Building Positive Schools and Healthy Relationships
May 23rd, 2018
HCPSS is committed to providing a nurturing school culture, so every student can feel supported and thrive. Restorative justice as a philosophy is guiding these efforts, as it emphasizes building healthy relationships between students and school staff, as well as among adults within the community. Restorative practices are already in use at many HCPSS schools, and the system is working to expand the practices into all schools under the guidance of the Department of Diversity, Equity and Inclusion.
“Restorative justice is the next wave of education. We need to do our best work in how we interact with young people and their families,” HCPSS Director of Diversity, Equity and Inclusion Kevin Gilbert said. “By taking care of socio-emotional needs, we can unlock students’ minds to have the academic successes we want them to have.”
Schools participating in restorative practices, when rooted in restorative justice, can better support students’ social and emotional development and create safe spaces for difficult conversations, deep emotions and healing. Restorative practices take shape in Howard County schools through a range of techniques–from informal conversations to get to know one another to more formal conferences addressing behavioral issues. Likewise, HCPSS empowers students with Student Voice opportunities, enabling them to express themselves and make an impactful difference on issues that affect their schools and communities. In turn, negative responses like bullying, suspensions and office referrals can then be reduced.
Homewood Center was the first HCPSS school to embark on restorative work six years ago. Homewood Principal Christina Krabitz explains, “You have to be intentional every day to be restorative. The building feels like family, but it’s a constant journey to stay there. It’s about how we speak to each other and our students, having humanistic interactions and being partners with our students.”
What started out as a tool to resolve a specific incident at Homewood has been embraced as a schoolwide initiative that has shifted the entire culture of the building. Homewood has seen much success by focusing on community building through regular class circle conversations, among other activities. Since starting restorative work, from school year 2011-12 to the present, attendance has increased by at least 14 percent, and office referrals and out-of-school suspensions have decreased by 80 percent and 55 percent, respectively.
Restorative practices are also getting positive results at schools newer to the approach. For example, Oakland Mills Middle School is in its second year of implementing restorative practices and has seen a 75 percent reduction in out-of-school suspensions this school year in comparison with last. Additionally, many students who previously struggled with behavioral issues took part in restorative circles and had a significant decrease in repeat conflicts.

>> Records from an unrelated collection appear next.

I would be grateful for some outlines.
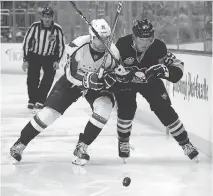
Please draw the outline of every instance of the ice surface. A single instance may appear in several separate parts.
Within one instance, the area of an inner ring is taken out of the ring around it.
[[[78,134],[91,113],[80,99],[63,117],[33,140],[23,160],[11,164],[9,148],[31,119],[26,109],[26,76],[1,75],[2,196],[212,196],[212,162],[204,154],[190,161],[171,138],[134,121],[127,164],[118,158],[116,113],[89,147],[91,161],[72,165]],[[122,186],[130,177],[129,187]]]

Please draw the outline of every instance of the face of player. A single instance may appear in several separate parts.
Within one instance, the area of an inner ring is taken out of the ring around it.
[[[50,27],[53,22],[53,16],[51,15],[43,15],[41,19],[43,21],[44,27],[47,28]]]
[[[138,52],[145,51],[152,44],[153,40],[154,40],[154,37],[140,38],[140,37],[133,36],[135,49]]]
[[[108,37],[102,37],[104,43],[107,44],[107,42],[109,41],[109,36]],[[98,52],[104,52],[106,50],[106,47],[104,46],[104,44],[96,37],[94,36],[92,39],[92,48]]]

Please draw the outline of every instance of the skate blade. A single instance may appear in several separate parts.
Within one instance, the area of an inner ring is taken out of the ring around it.
[[[10,162],[12,165],[17,165],[17,164],[20,163],[19,161],[17,161],[17,160],[16,160],[14,157],[12,157],[11,155],[9,155],[8,160],[9,160],[9,162]]]
[[[87,162],[88,162],[88,161],[87,161],[86,159],[80,159],[80,158],[78,158],[78,157],[75,157],[74,160],[72,161],[72,163],[73,163],[74,165],[80,165],[80,166],[86,165]]]
[[[193,160],[194,162],[196,162],[196,163],[199,163],[199,162],[200,162],[198,156],[194,157],[192,160]]]

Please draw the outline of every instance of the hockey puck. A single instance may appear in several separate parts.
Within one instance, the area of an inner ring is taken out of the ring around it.
[[[125,177],[123,179],[123,186],[129,186],[131,183],[131,179],[129,177]]]

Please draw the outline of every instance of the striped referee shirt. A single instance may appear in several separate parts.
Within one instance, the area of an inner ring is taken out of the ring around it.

Restorative justice as a philosophy naturally weaves into HCPSS’ core values and current initiatives, most notably the school system’s Strategic Call to Action, Learning and Leading with Equity, which strives to ensure the academic success and social-emotional well-being of each student in an equitable and warm environment.
HCPSS’ efforts in creating nurturing school cultures are also supported by the multi-tiered systems of supports used by student support teams and instructional intervention teams, and Positive Behavioral Interventions and Supports (PBIS). Currently implemented in 68 HCPSS schools, PBIS is based on the belief that by reinforcing positive behaviors, outcomes for all children improve because schools are more effective and efficient in providing instruction.
Ultimately, HCPSS aims to operate restoratively through organizational policies, practices, procedures and actions that ensure a focus on community, accountability in training and consistency of practice throughout the school system.
“It’s so refreshing that the drive of the county is on restorative and the ideas of equity, inclusion and diversity,” Krabitz said. “It’s needed for every kid, whether they are an AP student who is stressed out or someone who has behavioral issues. We’re so glad more kids will have access to the restorative approach.”